Because we want to be proud of and comfortable in our homes, many of us are willing to spend a lot to renovate, remodel and decorate the places we live.
Kitchens and bathrooms are two of the most common rooms to undergo home improvement projects in the U.S. and Canada. According to the National Kitchen and Bath Association, which is made up of designers, builders and other home improvement professionals from both countries, the average cost of a kitchen renovation is more than $47,000. The average bathroom project costs $18,500.
There's no denying that a lot of planning goes into these costly projects. However, many homeowners struggle with making decisions they'll have to live with for a long time. After all, the likelihood of completely remodeling one of these rooms in the near future is slim for most people.
The NKBA recently released the results of its annual survey on the top trends in kitchens and bathrooms.
Grey color scheme
One of the most interesting findings is that the color grey has become much more popular in recent years for both the kitchen and the bathroom. Members who were polled reported grey is used in 55 percent of kitchen projects and 56 percent of bathroom remodels. As a comparison, in 2010, a grey color scheme was much less popular - 9 percent of kitchens and 12 percent of bathrooms, to be exact.
The survey also found that more and more homeowners prefer a "transitional" style over traditional furnishings and finishes. Nearly 70 percent of those surveyed said they use transitional, which is a blend of traditional and contemporary styles, in new kitchen projects. Sixty-one percent said transitional styles are preferred in modern bathrooms.
In the bathroom, NKBA members say ceramic and porcelain tiles remain the most popular material, used in 83 percent of all projects. Natural stone tiles also remain popular.
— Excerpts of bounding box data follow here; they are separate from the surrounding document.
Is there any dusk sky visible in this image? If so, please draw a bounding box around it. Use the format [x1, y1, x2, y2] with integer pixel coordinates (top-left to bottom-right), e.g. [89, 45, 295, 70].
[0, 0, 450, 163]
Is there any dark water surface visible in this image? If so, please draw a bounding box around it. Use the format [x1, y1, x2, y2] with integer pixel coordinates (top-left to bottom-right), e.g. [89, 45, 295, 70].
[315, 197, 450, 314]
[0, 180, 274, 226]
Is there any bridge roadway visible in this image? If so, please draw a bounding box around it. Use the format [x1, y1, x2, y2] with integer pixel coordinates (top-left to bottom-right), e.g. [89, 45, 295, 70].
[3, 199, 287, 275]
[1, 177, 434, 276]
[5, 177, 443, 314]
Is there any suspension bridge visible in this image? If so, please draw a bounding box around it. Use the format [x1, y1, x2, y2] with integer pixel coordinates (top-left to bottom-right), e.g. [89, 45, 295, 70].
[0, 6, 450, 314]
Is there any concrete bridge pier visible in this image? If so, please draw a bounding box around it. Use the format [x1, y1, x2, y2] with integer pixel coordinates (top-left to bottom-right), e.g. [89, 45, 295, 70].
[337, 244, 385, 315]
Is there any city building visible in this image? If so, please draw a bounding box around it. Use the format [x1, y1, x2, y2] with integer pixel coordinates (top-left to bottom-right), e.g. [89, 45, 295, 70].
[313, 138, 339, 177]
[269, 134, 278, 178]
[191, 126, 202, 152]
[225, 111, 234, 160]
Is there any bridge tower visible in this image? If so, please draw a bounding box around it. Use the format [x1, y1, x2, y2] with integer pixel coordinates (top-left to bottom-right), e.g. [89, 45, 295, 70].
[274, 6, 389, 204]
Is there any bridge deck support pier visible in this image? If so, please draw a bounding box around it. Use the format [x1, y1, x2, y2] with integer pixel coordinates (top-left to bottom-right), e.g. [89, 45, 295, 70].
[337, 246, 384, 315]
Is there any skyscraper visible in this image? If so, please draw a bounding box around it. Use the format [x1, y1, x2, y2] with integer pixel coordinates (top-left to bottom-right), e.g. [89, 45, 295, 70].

These floors are ideal on top of electric radiant heating systems, according to This Old House magazine. The publication reports this type of heating is up to 30 percent more efficient than traditional forced-air heat and results in a more comfortable environment as well.
Energy efficient products
The NKBA reports homeowners are increasingly cognizant of energy efficiency in both kitchens and bathrooms. Many people choose LED lighting and install touch-activated faucets in both rooms to increase their eco-friendliness.